To reduce detection, Leopard 2 is also equipped with 16 electronically controlled Wegmann 76mm smoke grenade dischargers, provide a 2-minute camouflage smoke screen. A standard crew consists of 4, including commander, gunner, reloader and driver. The crew is also protected from biochemical-nuclear agents through air filtration. In addition, the survivability of the crew is enhanced by an automatic fire system with four 9 kg Halon fire extinguisher bottles are installed on the right behind the driver’s station. On upgraded versions, an automatic loader and IFIS battlefield management system have been added, which is reduced the tank’s crew to three members, as a dedicated loader was no longer needed.

The main firepower of Leopard 2 was a 120mm L44 or L55 smoothbore gun with 42 rounds of ammunition. The gun is fully stabilised, and can fire a variety of types of rounds, such as the German DM43 APFSDS-T anti-tank round, which is said to be able to penetrate 560 mm of steel armour at a range of 2 km, and the German DM12 multipurpose anti-tank projectile. Penetration can be up to 750mm for DM-53 projectile. In addition, Rheinmetall has developed an upgrade for Leopard 2 tanks to give them the ability to fire the Israeli LAHAT anti-tank guided missile through the main gun; the missile can engage targets out to a range of 6 km. Thanks to the gun stabilizer, Leopard 2 can fire on the move. The standard fire control system found on the Leopard 2 is the German EMES 15 fire control system with a dual magnification stabilised primary sight. During daytime conditions, Leopard 2 can detect targets at a distance of 5 km and aim them within 4 seconds.

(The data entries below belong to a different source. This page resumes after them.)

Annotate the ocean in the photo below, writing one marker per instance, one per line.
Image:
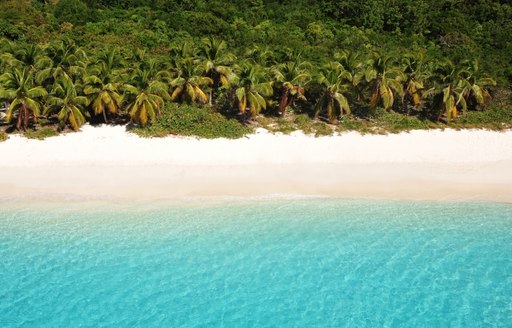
(297, 262)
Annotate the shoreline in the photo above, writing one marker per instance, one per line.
(108, 163)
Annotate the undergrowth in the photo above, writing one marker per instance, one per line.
(187, 120)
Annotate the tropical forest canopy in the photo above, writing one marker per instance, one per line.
(79, 60)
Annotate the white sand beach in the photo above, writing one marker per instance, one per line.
(107, 162)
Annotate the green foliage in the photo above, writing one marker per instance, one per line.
(3, 136)
(190, 120)
(40, 133)
(394, 122)
(73, 11)
(338, 59)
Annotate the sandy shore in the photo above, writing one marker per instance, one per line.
(109, 163)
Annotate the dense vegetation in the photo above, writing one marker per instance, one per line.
(217, 68)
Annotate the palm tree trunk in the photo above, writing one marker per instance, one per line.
(284, 101)
(104, 115)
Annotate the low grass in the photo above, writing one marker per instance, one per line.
(392, 122)
(187, 120)
(41, 132)
(498, 118)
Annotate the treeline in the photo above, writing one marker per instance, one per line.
(76, 60)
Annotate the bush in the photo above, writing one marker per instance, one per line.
(41, 133)
(3, 136)
(195, 121)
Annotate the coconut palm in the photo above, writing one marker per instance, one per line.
(251, 88)
(102, 86)
(65, 101)
(473, 86)
(189, 84)
(17, 87)
(217, 63)
(291, 78)
(148, 96)
(417, 72)
(455, 86)
(384, 79)
(67, 57)
(334, 80)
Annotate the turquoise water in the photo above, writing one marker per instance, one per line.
(259, 263)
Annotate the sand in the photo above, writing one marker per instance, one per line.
(108, 163)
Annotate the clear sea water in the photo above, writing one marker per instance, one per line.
(256, 263)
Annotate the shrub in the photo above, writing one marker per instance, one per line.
(188, 120)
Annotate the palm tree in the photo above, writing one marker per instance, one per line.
(149, 95)
(455, 85)
(473, 86)
(66, 102)
(252, 86)
(189, 84)
(334, 81)
(291, 77)
(384, 79)
(417, 72)
(67, 57)
(102, 88)
(217, 62)
(17, 87)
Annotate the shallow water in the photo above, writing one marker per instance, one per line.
(264, 263)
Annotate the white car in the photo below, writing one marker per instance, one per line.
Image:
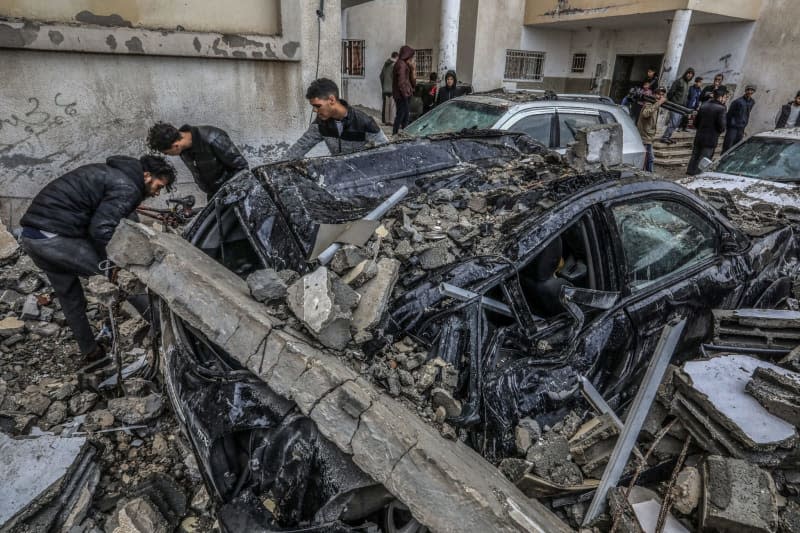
(552, 122)
(763, 169)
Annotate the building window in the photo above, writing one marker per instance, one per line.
(578, 62)
(424, 59)
(522, 65)
(353, 58)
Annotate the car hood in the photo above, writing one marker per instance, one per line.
(746, 191)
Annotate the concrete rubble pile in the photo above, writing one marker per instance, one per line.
(76, 455)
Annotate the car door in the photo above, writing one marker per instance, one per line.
(672, 264)
(537, 123)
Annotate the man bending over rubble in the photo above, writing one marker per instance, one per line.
(343, 128)
(67, 227)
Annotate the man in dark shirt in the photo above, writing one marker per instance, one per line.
(208, 152)
(69, 223)
(343, 128)
(710, 124)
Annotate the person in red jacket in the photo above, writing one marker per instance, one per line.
(403, 83)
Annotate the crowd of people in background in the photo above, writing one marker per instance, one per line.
(702, 107)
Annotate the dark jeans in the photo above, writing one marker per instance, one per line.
(649, 157)
(698, 153)
(732, 136)
(63, 260)
(401, 118)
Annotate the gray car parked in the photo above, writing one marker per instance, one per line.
(553, 122)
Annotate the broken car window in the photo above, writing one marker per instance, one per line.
(456, 115)
(764, 158)
(660, 237)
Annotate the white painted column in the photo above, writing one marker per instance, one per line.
(675, 43)
(448, 38)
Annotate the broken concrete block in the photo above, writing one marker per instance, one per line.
(738, 496)
(30, 308)
(347, 257)
(105, 292)
(595, 147)
(712, 404)
(375, 296)
(11, 326)
(315, 301)
(687, 490)
(266, 285)
(779, 393)
(8, 245)
(442, 398)
(361, 273)
(133, 410)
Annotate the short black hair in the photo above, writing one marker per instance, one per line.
(322, 88)
(159, 167)
(161, 136)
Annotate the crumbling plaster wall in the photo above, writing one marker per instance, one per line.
(60, 110)
(382, 25)
(770, 62)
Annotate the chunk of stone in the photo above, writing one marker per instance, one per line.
(132, 410)
(738, 496)
(139, 515)
(313, 300)
(82, 402)
(30, 308)
(442, 398)
(45, 329)
(11, 326)
(99, 419)
(436, 256)
(266, 285)
(687, 490)
(347, 257)
(779, 393)
(375, 295)
(361, 273)
(102, 290)
(8, 244)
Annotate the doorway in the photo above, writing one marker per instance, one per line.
(630, 71)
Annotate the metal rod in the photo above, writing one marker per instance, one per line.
(327, 254)
(463, 295)
(641, 406)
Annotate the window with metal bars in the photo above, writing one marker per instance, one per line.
(353, 58)
(578, 62)
(524, 65)
(424, 60)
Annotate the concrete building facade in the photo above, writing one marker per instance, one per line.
(84, 80)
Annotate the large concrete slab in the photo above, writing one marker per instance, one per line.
(447, 485)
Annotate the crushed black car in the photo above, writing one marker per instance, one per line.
(518, 275)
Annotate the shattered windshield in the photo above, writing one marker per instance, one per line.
(764, 158)
(456, 115)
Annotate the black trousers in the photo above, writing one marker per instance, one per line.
(64, 260)
(698, 153)
(401, 118)
(732, 136)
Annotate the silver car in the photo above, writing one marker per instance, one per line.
(551, 122)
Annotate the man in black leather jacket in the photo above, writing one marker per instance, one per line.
(208, 152)
(69, 223)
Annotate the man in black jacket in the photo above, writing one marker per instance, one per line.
(343, 128)
(208, 152)
(710, 124)
(69, 223)
(789, 115)
(738, 117)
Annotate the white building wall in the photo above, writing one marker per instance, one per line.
(382, 25)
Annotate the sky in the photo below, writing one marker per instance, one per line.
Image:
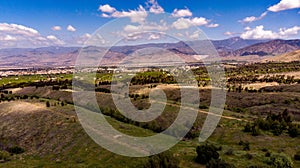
(37, 23)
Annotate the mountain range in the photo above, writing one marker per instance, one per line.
(66, 56)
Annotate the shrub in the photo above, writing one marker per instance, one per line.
(297, 156)
(246, 145)
(47, 104)
(218, 163)
(229, 152)
(248, 156)
(4, 156)
(15, 150)
(162, 160)
(281, 161)
(205, 153)
(293, 131)
(248, 128)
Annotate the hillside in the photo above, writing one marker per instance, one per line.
(66, 56)
(288, 57)
(274, 47)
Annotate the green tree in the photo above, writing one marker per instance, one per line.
(206, 152)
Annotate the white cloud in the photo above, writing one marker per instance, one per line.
(285, 5)
(287, 32)
(194, 36)
(56, 28)
(139, 15)
(71, 28)
(247, 28)
(55, 40)
(260, 33)
(154, 7)
(185, 23)
(253, 18)
(107, 8)
(8, 38)
(228, 33)
(83, 38)
(181, 13)
(213, 25)
(146, 27)
(154, 37)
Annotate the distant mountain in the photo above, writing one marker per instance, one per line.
(45, 56)
(66, 56)
(234, 43)
(288, 57)
(273, 47)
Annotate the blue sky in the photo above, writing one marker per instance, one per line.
(65, 22)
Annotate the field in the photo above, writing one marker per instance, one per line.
(39, 117)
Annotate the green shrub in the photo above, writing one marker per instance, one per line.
(218, 163)
(297, 156)
(205, 153)
(4, 156)
(280, 161)
(15, 150)
(293, 131)
(162, 160)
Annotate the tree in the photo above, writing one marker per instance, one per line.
(281, 161)
(205, 153)
(47, 104)
(162, 160)
(297, 156)
(293, 130)
(218, 163)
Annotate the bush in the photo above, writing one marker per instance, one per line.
(162, 160)
(205, 153)
(47, 104)
(218, 163)
(229, 152)
(293, 131)
(4, 156)
(281, 161)
(297, 156)
(246, 145)
(15, 150)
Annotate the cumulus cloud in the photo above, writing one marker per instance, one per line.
(185, 23)
(181, 13)
(154, 37)
(55, 40)
(106, 8)
(138, 15)
(154, 7)
(260, 33)
(288, 32)
(228, 33)
(83, 38)
(213, 25)
(253, 18)
(56, 28)
(285, 5)
(71, 28)
(145, 28)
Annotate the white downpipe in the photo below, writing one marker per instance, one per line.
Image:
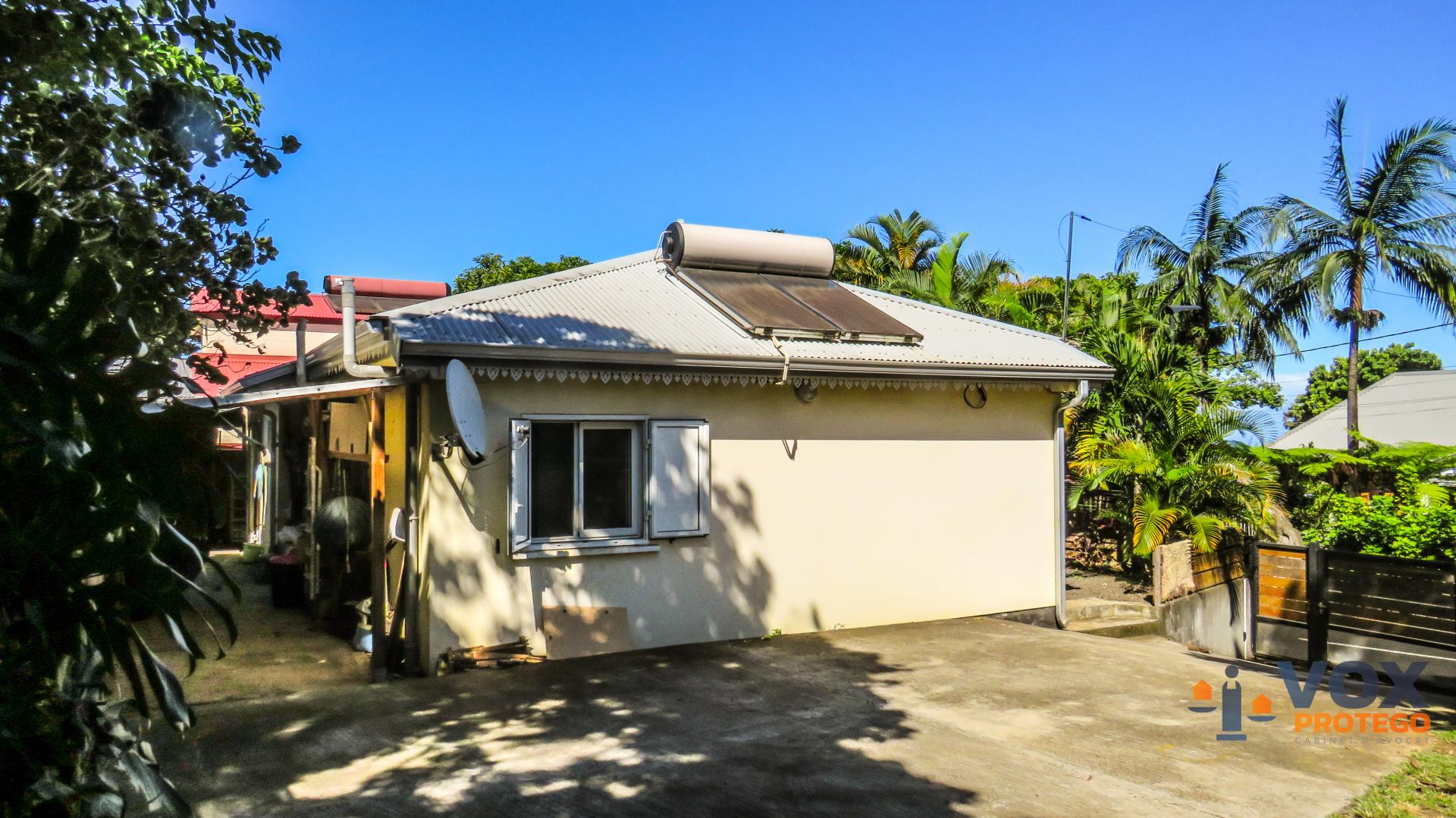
(783, 376)
(300, 348)
(351, 364)
(1060, 444)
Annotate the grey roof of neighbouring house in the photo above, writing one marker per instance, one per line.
(1400, 408)
(632, 312)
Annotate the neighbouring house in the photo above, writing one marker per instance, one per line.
(1416, 406)
(240, 476)
(705, 441)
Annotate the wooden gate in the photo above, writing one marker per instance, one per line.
(1320, 604)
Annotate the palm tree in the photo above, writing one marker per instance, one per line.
(952, 281)
(1210, 270)
(886, 246)
(1156, 441)
(1394, 218)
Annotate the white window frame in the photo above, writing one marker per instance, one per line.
(582, 536)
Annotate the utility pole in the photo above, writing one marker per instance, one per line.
(1066, 290)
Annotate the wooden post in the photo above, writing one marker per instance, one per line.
(379, 601)
(315, 485)
(1315, 580)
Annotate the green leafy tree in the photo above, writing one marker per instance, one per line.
(491, 270)
(1329, 386)
(1159, 444)
(1394, 218)
(124, 133)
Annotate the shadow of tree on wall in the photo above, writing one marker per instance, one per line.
(727, 728)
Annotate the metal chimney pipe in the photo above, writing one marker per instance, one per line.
(351, 364)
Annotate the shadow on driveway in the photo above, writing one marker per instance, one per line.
(959, 716)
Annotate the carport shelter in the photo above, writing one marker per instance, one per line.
(711, 440)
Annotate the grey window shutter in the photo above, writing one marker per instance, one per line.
(677, 484)
(517, 504)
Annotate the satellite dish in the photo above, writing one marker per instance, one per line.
(466, 411)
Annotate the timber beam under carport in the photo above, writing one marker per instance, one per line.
(378, 575)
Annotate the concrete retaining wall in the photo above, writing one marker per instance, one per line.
(1213, 619)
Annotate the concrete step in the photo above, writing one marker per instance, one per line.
(1104, 609)
(1117, 626)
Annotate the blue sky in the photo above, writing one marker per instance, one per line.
(438, 131)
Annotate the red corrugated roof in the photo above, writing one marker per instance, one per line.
(235, 367)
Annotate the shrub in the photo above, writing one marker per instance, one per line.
(1385, 525)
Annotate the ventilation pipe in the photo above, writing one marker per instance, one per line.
(300, 348)
(1060, 444)
(351, 364)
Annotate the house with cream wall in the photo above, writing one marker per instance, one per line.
(705, 441)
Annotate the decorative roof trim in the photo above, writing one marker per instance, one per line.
(730, 379)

To combat infantry and aircraft, this MBT series is equipped with two 7.62mm machine guns, one mounted co-axially, the other on an anti-aircraft mount. There were reports that Rheinmetall developed a 140 mm smoothbore gun for use in future tank designs.

Powering this 57-ton average MBT is the MTU MB 873 Ka-501 liquid-cooled V12 twin-turbo diesel engine with a capacity of 1,500 hp. It ensures that Leopard 2 can maneuver at a maximum speed of 68 km/h, 31 km/h on rough terrain and a range of 550 km with auxiliary oil tanks.

Leopard 2 was first operated during the Kosovo War as part of a peacekeeping force. Similarly, it was used during the War in Afghanistan after the US invaded the country after the September 11 event. Various versions have served in the armed forces of Germany and 12 other European countries, as well as several non-European nations, including Canada, Chile, Indonesia, Singapore, and Turkey.

German and Western military theory is that tanks need a strong armor, “survive first, fire later”, as well as prioritize crew comfort, etc. As a result, Leopard 2 tanks, like other Western tanks, often have larger dimensions and weights than Russian or Chinese tanks. Although the standard version was designed specifically for European terrain, Leopard 2 tanks also have versions that are “tropical” or “desertified” to suit customers’ requirements. Typically for this is the version of Leopard 2 tank operating in the army of Singapore and Brazil. It can be said that Leopard 2 is a perfect blend of maneuverability, firepower and crew protection. Leopard 2 along with American M1 Abrams and British Challenger 2 are some of the best examples of Western tanks, different from the rest of the world.